私が滞在していた間も全部家で用意して食べたし、カフェにすら行かなかった。
工夫して料理してる感じだった。
スイスで外食するのは、本当に高い。
バーガーキングのセットだって20フランは軽く超えるし、何年か前にチューリッヒでランチした時も1人50フランはかかった。
大人2人でディナーなんか行くと、きっと100フランじゃ済まないだろう。
だからそこのところを節約するのは必然的な流れなんだと思う。
物価が高いスイスも、食料品はあまり高くつかないし。
そもそも物価が高いイコール収入も高いから生活は成り立つんだけどね。
友達から外食にずっと行っていないという話を聞いて、どれだけこれまでの1年半が大変だったのかなと実感してしまった。

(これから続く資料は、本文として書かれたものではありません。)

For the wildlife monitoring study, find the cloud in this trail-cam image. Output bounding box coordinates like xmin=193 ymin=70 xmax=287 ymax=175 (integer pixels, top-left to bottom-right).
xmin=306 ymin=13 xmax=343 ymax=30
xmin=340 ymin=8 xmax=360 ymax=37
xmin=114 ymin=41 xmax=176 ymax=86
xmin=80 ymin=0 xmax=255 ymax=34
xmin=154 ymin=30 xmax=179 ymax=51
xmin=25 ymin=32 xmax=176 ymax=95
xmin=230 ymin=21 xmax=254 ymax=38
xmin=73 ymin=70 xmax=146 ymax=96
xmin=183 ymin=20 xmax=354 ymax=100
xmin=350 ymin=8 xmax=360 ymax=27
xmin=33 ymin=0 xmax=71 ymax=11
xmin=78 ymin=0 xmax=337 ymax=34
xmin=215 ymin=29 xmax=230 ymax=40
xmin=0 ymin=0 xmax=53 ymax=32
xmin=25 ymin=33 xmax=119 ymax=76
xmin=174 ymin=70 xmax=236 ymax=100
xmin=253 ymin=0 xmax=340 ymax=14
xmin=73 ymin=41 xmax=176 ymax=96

私と会わなかった4年のうち3年ぐらいは、精神的に大変な時期だったんだな、だから会えなかったっていうのもあったのかも。
これからは友達にとって良い状態が続くことを願う!
外食について。
私は普段オーストリアで慎ましく暮らしているから外食にほとんど行かないけど、行きたい時はランチの時間にしていて、そうするとだいたい20ユーロ前後で済む。
ケバプとかファラフェルとかも好きなんだけど、ケバプ一つ買うのももはや6ユーロ7ユーロの世界になって、もう手軽に食べる安い食べ物ではないのだ。
だから外食するのは、住んでいるところを離れて旅行に行った時の楽しみ、と基本的にはしている。
人と食事に行くのも月に何回もは行かないようにしている。
日本だと本当に恵まれているのは、外食の価格帯選択肢がものすごい広いこと。
低価格帯、例えば私は王将が大好きなんだけど、家族4人で行っても一人当たり千円ぐらいで済む。
出来合いのものの選択肢も広いから、中途半端に自炊するより安く済むのは言えてる。
外国に住んでいることで、食べたいものがあれば自分で作り出すしかない状況に置かれたため、
自分でキムチ漬けたり、沖縄そばを一から(つゆ、麺、肉、かまぼこ)作ったり、中国式餃子を皮から作ったり、巻き寿司やキンパを安定して上手に作れる技術が身についた。
スイスで友達の家に泊まった時も、手巻き寿司をして、その中で巻き寿司の作り方を2人に教えたらとても喜んでいた。
外食の選択肢が狭ければ狭いほど、料理の腕が上がる良い例だと思う。